Hacker News new | ask | show | jobs
by overlords 2341 days ago
Vowpal Wabbit has been doing this 'hashing trick' since the 200s.

It also the feature interaction, which are the same thing as a layer in transformers (all against all matrix).

So it seems like they are still catching up to where John Langford and crew were over a decade ago.

And, the vowpal wabbit approach is extremely fast to train because it's only doing stochastic gradient descent on a linear function - linear regression. Transformers are much slower to train.

EDIT: Downvoters, please see my last leaf to see why they're effectively the same. The guy responding here seems unfamiliar with all the functionality of vowpal wabbit.

2 comments

The Google paper's hashing has, as best I can see, nothing to do with the Vowpal Wabbit's 'hashing trick.'

The VW hashing trick is about hashing your input data (ie: words, fields, etc.) into an array to lower storage requirements and deal with novel data at run time.

The google paper is about ordering the intermediate states of the neural network (ie: vectors) while preserving distance. This is done so you can chunk the resulting ordered list and perform computations on individual chunks (and their neighbors).

The only thing in common I see is the fact they both use the word hashing.

They are doing the same thing - using less memory by hashing.

The hashing trick in VW hashes multiple same words into one integer, not the same as reformer, but similar to how reformer puts similar vectors together.

With VW's ngram/skipgram features, you get the same kind of effect - similar strings hash into the same hash.

So locality sensitive hashing = (is around about the same thing as) ngram/skipgram on strings plus hashing trick.

Except in Google's paper the hashing does not directly reduce memory usage in any way. It's a lossless operation on the original vectors unlike VW's lossy operation. Google's representation allows for memory reduction down the line but those mechanisms have nothing to do with hashing.
Let's think through this clearly.

Locality sensitive hashing is a way to put similar vectors into the same buckets - by omission etc. It does this by hashing, but the intent is to approximate nearest neigbours.
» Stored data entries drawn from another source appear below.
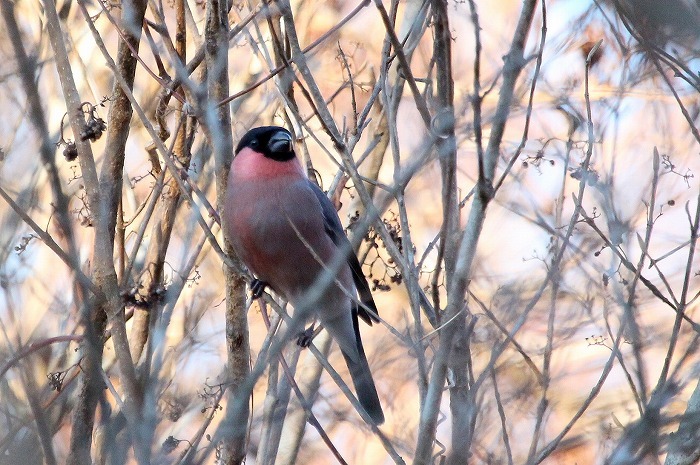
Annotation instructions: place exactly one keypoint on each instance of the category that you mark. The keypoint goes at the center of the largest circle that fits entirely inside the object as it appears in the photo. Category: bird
(287, 233)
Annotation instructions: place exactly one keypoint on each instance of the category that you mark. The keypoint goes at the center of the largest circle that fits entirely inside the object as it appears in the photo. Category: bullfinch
(287, 233)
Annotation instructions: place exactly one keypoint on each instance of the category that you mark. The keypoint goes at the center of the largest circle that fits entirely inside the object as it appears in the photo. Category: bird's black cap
(272, 141)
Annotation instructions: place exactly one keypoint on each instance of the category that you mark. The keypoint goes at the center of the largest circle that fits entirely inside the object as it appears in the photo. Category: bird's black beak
(280, 142)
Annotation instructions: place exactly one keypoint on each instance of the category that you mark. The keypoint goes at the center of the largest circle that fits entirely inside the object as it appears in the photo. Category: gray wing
(334, 229)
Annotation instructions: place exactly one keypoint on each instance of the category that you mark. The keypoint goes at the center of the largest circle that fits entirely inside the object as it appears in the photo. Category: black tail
(362, 379)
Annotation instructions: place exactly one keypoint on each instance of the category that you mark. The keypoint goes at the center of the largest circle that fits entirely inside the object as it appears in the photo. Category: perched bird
(287, 233)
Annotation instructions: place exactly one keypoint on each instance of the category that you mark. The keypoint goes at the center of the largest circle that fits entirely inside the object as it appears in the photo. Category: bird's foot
(307, 336)
(257, 288)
skipgram/ngrams turn features into other features by omission etc, and so makes similar things the same. The hashing trick then reduces memory usage.

So yes, you're right the hashing in locality sensitive hashing is different in intent, but my point is, that both these approaches are designed to be more memory and compute efficient.

And vowpal's feature interactions give you transformer layers.

Add up all these together, and they have about the same net effect.

You keep insisting that they're the same when they're not, and then you try to subtly expand your original claim of "using less memory by hashing" to "to be more memory and compute efficient" (emphasis mine), just to force them into the same bucket.

Yes, obviously locality sensitive hashing is a form of hashing. The fact that it's locality sensitive is important for this application, but you'd rather ignore that and insist on labeling them as the same thing just because they're both hashing.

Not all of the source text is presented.